I gave him one more squeeze and stood. “Coffee with milk and sugar?” I said.
“Coach Henrik said no sugar,” he said, eyes still closed.
“So just a little,” I said.
“Mmmmm,” said Charlie, his assent.
Charlie had discovered track and cross-country during his freshman year. He was a natural runner, and most amazingly, he loved it. It had been hard for me to afford the expensive shoes his friends wore, but I told myself I would pay down the Visa debt (and my lingering student loans) someday. “I’ll be sponsored soon,” Charlie promised.
He never seemed embarrassed that he had no dad, that we were barely surviving on the money I pretended came only from freelance writing. My latest project was a collaboration with a local chef named Samantha, who combined Texan, slow-smoked meats with her mother’s Thai recipes. Charlie seemed (how could this be true?) to be proud of me, stopping by Sam’s restaurant, Thai Tex, with his friends, giving me a hug and saying once, “See? I told you she was writing a cookbook.” Charlie and Whitney’s daughter, Roma, did their homework some afternoons at a table right near the kitchen where Sam and I tested recipes, even though Roma had a giant “princess-themed” bedroom at home.
One of the hardest things about ghostwriting for chefs (especially famous ones) is getting the voice right. In the best scenarios, I can switch from my own stream-of-consciousness into the mind of whatever chef I’m working with. I sit down with a cup of coffee, close my eyes, and channel Vince Romaldi (My Mama’s Meatballs, bestseller); Tracey Wills (Even More One-Pot Pasta Recipes; bestseller that led to the One Pot with Tracey cooking show on HGTV); or Kazra “The Sushi Queen” Tamiko, whose Roll Your Own book spent three weeks on the Nonfiction Bestseller list.

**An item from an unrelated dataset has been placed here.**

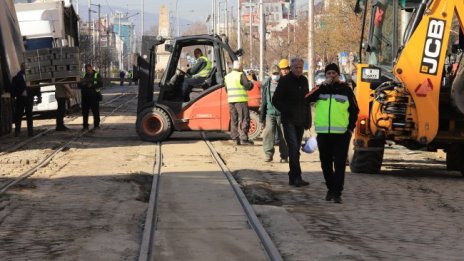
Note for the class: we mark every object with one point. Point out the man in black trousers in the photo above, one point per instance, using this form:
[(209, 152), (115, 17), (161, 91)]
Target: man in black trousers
[(289, 99), (335, 119), (24, 100)]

Kazra barely speaks English. After my trying to contact her for months, she’d emailed me the Wikipedia page for “sushi,” flown me to her Tokyo home for lunch prepared by her mother (who spoke no English), given me access to her Apple photo stream, and told me to write whatever I wanted. The stories I’d conjured about her day-to-day life and her mother’s hardscrabble upbringing had hit the right note: I was already under contract to ghostwrite her next two Roll Your Own books. (Roll Your Own, Breakfast Rolls for Easy Mornings and Roll Your Own, Sweet & Savory.)

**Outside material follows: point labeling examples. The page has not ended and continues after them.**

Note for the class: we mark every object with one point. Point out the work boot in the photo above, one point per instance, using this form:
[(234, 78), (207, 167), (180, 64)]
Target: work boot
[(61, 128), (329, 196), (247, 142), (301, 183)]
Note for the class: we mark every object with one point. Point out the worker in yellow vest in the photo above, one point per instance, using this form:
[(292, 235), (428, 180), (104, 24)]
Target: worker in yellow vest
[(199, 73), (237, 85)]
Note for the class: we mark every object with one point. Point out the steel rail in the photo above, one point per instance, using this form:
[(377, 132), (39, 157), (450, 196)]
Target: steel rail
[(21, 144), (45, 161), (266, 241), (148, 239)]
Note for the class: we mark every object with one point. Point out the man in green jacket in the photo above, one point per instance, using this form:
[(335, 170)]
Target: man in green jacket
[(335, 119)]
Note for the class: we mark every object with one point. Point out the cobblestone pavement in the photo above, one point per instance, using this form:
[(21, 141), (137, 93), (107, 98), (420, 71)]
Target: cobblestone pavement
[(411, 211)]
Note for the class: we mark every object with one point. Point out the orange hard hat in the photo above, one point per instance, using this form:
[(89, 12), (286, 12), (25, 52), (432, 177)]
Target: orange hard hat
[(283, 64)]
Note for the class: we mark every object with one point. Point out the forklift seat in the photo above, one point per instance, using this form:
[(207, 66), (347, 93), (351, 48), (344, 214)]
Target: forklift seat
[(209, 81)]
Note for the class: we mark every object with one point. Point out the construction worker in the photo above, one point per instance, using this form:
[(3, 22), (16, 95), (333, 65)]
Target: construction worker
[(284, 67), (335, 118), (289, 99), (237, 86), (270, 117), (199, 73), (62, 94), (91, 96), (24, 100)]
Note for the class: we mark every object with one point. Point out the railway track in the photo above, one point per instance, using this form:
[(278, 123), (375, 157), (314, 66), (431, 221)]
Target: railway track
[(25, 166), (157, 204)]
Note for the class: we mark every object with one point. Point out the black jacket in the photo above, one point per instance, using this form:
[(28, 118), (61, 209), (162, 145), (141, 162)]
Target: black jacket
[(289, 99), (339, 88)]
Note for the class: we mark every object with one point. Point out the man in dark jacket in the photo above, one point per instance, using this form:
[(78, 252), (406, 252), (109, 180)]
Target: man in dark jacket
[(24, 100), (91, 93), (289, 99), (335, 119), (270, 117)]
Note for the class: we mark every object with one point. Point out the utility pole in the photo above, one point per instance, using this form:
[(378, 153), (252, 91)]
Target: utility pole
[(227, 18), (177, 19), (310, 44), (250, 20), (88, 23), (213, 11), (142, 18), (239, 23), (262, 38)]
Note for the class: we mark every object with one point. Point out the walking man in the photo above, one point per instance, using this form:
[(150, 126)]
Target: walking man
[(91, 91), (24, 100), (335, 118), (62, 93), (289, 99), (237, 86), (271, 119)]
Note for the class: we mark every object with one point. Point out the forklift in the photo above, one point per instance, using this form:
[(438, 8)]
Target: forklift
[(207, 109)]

But first I had to finish Sam’s book, tentatively titled “Thai Cuisine for the Home Cook.” (I knew we’d need to gussy up the name, though Sam was absolutely opposed to puns and rhymes using the word “Thai,” like “Thai Me Up” or “Try My Thai.”) I was thinking one word could be evocative, like “papaya” or “lemongrass.” Sam was in her mid-fifties, and I could just see her elegant profile with one word in a bright, slanted font. When I wrote “as” Sam, I used calming, lyrical prose.
* * *
—
I MADE CHARLIE’S COFFEE as I heard him brush his teeth in the bathroom we shared. He lumbered into the kitchen in a Howler Brothers T-shirt (he saved up to buy four or five of the iconic Austin brand’s shirts at their annual warehouse sale; today’s featured a monkey wearing a bike helmet) and shorts. I put sliced melon on the table, as well as a bowl of mini-boxes of sugary cereals.
“Thanks, Mom,” said Charlie, sipping. “Can I drive today?”

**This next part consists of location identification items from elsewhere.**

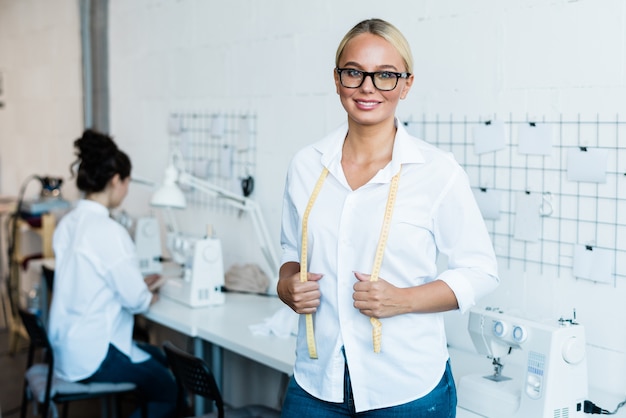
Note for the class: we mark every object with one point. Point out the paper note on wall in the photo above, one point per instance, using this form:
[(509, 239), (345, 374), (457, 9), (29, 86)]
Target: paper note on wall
[(535, 139), (488, 202), (587, 164), (527, 216), (489, 137), (593, 263)]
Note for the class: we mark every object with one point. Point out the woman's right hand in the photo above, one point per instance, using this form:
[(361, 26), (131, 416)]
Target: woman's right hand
[(302, 297)]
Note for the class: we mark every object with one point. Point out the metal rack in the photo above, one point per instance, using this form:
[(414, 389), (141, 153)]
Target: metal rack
[(584, 213)]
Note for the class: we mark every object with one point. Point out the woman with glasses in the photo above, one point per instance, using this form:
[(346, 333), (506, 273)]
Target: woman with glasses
[(366, 212)]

“OK,” I said, though I hated Charlie driving. I was terrified from the moment I got in the passenger seat. He was a fine driver, even a good driver, but I couldn’t help but feel as if we were about to get in an accident at every intersection.
“Have…” said Charlie, his voice fading out. He swallowed. “Have you heard from the police?”
“No,” I said. “And, honey, we won’t hear from them.”
The boys had told us that they’d entered the greenbelt via an unmarked trail off Winifred Avenue, headed to jump off the Cliffs, and had seen a woman’s body at the edge of the water. At first, they’d thought she was asleep. They tried to wake her, performed mouth-to-mouth and chest compressions. When they couldn’t revive her, they biked home. They were still little kids, too scared to handle the situation on their own. We’d all vowed to erase the night from our memories and move on.